Bees can feel optimism, possibly other ’emotion-like states’ as well, study finds

All it takes to make them happy is some sugar.

Alexandru Micu by Alexandru Micu
October 7, 2016
in Animals, Mind & Brain, Neurology, Studies

A new paper found that bees show behavior associated with optimism, suggesting that the insects have a lot more going on inside than we’ve suspected.

Image credits William Warby / Flickr.

I really like bees. They’re cute, they’re fuzzy, and they make food grow — churning out sweets in the process. But we tend to think the little things live unknowing slaves, toiling away from the queen then dying exhausted and unfulfilled, their devotion sometimes taking them to hellish landscapes. A new paper from the Queen Mary University of London however comes to show that the busy bees are actually a-buzz with excitement. While they probably can’t feel emotions the same way we do, the team found that the insects can experience something we’d describe as a rush of optimism.

“We can’t say they experience life in the same way that we do,” cognitive neuroethologist Clint J. Perry told Popular Science. “But on a basic level, there’s no reason to believe they can’t feel something. It does feel like something to be a bee or an ant or what-have-you.”

Working with researchers Luigi Baciadonna and Lars Chittka, Perry wanted to check if bees can feel positive emotions. Since they can’t smile or tell us about the warm fuzzy feelings they may or may not be experiencing, the team created a test environment to check their theory.
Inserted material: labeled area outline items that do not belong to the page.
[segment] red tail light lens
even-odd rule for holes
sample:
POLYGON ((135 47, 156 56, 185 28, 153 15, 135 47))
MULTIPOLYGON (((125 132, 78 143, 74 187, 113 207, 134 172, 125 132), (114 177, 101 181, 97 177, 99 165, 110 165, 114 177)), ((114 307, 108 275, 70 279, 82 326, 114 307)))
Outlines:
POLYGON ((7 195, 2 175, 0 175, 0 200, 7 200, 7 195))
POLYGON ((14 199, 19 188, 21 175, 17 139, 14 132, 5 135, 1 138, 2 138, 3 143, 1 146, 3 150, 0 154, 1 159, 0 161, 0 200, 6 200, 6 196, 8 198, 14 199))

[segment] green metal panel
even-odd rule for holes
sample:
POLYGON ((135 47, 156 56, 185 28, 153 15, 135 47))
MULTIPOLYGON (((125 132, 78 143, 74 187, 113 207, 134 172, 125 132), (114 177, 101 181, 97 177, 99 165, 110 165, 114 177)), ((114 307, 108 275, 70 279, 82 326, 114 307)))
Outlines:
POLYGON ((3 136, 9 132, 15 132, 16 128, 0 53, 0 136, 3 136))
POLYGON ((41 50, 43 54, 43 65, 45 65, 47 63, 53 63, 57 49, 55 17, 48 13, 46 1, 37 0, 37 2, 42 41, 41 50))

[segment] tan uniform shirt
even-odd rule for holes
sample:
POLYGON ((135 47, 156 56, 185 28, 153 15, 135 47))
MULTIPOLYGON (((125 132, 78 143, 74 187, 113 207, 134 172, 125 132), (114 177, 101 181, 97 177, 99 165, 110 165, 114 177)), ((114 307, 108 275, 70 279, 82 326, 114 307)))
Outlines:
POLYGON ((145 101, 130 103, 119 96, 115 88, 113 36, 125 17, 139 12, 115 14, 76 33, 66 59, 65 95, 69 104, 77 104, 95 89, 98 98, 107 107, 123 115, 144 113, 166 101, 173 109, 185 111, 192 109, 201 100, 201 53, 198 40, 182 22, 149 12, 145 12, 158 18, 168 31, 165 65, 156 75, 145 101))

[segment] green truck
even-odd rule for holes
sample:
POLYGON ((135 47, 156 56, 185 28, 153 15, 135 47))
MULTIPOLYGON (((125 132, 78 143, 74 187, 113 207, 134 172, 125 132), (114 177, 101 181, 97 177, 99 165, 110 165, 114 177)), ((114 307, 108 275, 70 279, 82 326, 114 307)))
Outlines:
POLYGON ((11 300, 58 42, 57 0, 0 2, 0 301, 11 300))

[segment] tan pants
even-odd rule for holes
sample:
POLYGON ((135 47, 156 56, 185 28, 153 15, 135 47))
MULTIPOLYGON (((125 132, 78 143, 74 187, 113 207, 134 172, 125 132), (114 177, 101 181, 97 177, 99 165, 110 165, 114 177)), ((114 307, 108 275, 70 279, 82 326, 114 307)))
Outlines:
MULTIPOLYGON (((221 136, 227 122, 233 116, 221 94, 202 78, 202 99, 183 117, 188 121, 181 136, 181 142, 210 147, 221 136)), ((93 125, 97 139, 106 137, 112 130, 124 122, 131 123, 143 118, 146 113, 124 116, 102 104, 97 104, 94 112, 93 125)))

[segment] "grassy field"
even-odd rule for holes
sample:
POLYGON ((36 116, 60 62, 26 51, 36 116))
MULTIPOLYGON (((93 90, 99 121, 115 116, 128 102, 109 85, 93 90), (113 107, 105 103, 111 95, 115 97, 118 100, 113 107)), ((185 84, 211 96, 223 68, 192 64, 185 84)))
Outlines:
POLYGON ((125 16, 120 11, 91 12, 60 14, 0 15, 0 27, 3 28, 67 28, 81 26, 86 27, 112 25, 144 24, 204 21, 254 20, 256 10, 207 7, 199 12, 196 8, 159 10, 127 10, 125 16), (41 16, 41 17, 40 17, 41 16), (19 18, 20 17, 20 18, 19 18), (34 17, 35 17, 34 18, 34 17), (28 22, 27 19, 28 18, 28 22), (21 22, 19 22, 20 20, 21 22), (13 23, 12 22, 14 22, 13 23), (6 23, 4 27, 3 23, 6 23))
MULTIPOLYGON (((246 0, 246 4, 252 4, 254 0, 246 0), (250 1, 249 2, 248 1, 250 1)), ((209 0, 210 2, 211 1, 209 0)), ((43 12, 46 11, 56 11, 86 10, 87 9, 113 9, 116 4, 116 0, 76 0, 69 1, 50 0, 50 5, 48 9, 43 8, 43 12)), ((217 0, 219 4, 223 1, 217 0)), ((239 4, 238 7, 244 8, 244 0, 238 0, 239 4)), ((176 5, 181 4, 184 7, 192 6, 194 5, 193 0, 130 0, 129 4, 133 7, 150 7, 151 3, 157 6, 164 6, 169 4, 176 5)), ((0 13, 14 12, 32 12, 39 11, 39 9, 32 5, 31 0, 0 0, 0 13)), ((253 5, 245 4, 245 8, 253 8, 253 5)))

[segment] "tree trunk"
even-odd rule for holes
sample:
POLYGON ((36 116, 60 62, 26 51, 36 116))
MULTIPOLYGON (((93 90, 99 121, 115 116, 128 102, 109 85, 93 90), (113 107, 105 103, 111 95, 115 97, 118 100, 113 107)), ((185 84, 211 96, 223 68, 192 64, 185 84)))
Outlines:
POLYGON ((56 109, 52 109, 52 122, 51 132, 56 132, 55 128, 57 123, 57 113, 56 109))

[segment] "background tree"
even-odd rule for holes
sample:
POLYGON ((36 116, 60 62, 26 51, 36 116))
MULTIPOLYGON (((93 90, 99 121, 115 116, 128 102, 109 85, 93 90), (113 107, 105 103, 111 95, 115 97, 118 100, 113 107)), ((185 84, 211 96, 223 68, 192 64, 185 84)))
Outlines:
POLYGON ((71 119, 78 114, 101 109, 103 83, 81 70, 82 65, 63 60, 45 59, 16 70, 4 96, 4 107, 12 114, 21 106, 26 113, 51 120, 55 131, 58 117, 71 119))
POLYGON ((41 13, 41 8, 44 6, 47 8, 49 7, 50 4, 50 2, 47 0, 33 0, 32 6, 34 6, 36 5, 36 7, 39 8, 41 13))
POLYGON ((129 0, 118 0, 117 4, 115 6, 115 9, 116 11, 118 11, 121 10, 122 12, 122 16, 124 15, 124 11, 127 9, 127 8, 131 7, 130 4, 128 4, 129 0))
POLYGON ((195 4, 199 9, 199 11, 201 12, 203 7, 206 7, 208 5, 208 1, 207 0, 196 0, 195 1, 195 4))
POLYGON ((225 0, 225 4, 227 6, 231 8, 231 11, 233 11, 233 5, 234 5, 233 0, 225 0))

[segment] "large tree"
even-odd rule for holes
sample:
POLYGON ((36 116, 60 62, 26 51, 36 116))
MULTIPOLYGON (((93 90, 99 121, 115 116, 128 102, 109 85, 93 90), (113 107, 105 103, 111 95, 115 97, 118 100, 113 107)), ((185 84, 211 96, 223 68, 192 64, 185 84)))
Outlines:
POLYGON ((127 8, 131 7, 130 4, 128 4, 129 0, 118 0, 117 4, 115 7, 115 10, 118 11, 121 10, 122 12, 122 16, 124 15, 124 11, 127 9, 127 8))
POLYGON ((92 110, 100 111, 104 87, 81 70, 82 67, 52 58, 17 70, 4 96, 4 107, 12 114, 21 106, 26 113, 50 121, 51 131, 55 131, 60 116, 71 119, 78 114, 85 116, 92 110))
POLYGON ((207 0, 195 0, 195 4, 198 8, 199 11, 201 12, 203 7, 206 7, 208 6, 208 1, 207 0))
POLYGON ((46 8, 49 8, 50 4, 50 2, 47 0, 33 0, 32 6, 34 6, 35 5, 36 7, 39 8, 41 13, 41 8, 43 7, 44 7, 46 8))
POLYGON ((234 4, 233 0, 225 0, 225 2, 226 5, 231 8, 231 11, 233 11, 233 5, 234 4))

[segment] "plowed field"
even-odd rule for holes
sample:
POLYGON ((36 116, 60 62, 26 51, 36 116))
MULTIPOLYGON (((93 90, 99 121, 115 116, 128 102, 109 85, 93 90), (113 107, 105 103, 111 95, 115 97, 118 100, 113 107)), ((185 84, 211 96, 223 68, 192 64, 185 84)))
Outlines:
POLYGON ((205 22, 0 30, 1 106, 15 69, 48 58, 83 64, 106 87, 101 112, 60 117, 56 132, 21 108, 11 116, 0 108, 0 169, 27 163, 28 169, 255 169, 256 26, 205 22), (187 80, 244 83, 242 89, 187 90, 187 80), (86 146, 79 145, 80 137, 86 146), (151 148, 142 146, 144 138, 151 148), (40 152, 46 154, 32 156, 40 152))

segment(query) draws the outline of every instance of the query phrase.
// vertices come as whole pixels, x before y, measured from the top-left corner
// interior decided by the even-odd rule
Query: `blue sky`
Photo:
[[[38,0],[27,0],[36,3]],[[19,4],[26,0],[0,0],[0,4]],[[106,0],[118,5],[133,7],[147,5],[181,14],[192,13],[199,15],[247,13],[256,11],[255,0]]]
The bees were placed in a chamber with two small doors — one green, one blue, because they can easily distinguish shades of these colors. They placed plain water behind the green door and sugar water behind the blue one, and recorded how long it took the bees to enter a door. For the final stage of the test, they gave half the bees an extra shot of sugar water then presented the whole group with a mystery blue-green door. The insects in the extra-sugar group dashed for the door — the others, not so much.

The team said the bees were quicker to fly to this door and find if there was more sugar hidden behind it, indicative of optimism. They weren’t flying faster in a sugar rush — the team measured and there no speed difference between the groups. They were, however, much quicker to make a decision and act on it. When the trio found they could buzz-kill the bees’ optimism with dopamine-killer fluphenazine, returning them to their original state, they had proof of “emotion-like states” changing the insects’ behavior. Just like we feel better, more confident and more optimistic after downing a few cold pints, the sugar was making these bees fell better about life.

The team then simulated a spider attack on the insects, because why just let them be happy? They found that the bees who received extra sugar flew to the feeder four times faster, suggesting they were able to more easily recover from the scare.

Still, while the findings do show that there’s more happening in a bee’s brain than we thought, they still probably experience any emotion-like state very differently from us. They do seem to tick the marks we use to study emotional expression in infants and nonverbal mammals, however.

“That feeling inside is what’s so close to us and makes emotion present in our lives? Emotions are a lot more than that,” Perry says.

“We’re understanding that insects aren’t these behaviorally rigid machines,” he added. “They’re much more complex than we have often thought.”

I wonder how they feel about the fact that we’re killing them dead. Sigh.

The full paper “Unexpected rewards induce dopamine-dependent positive emotion–like state changes in bumblebees” has been published in the journal Science.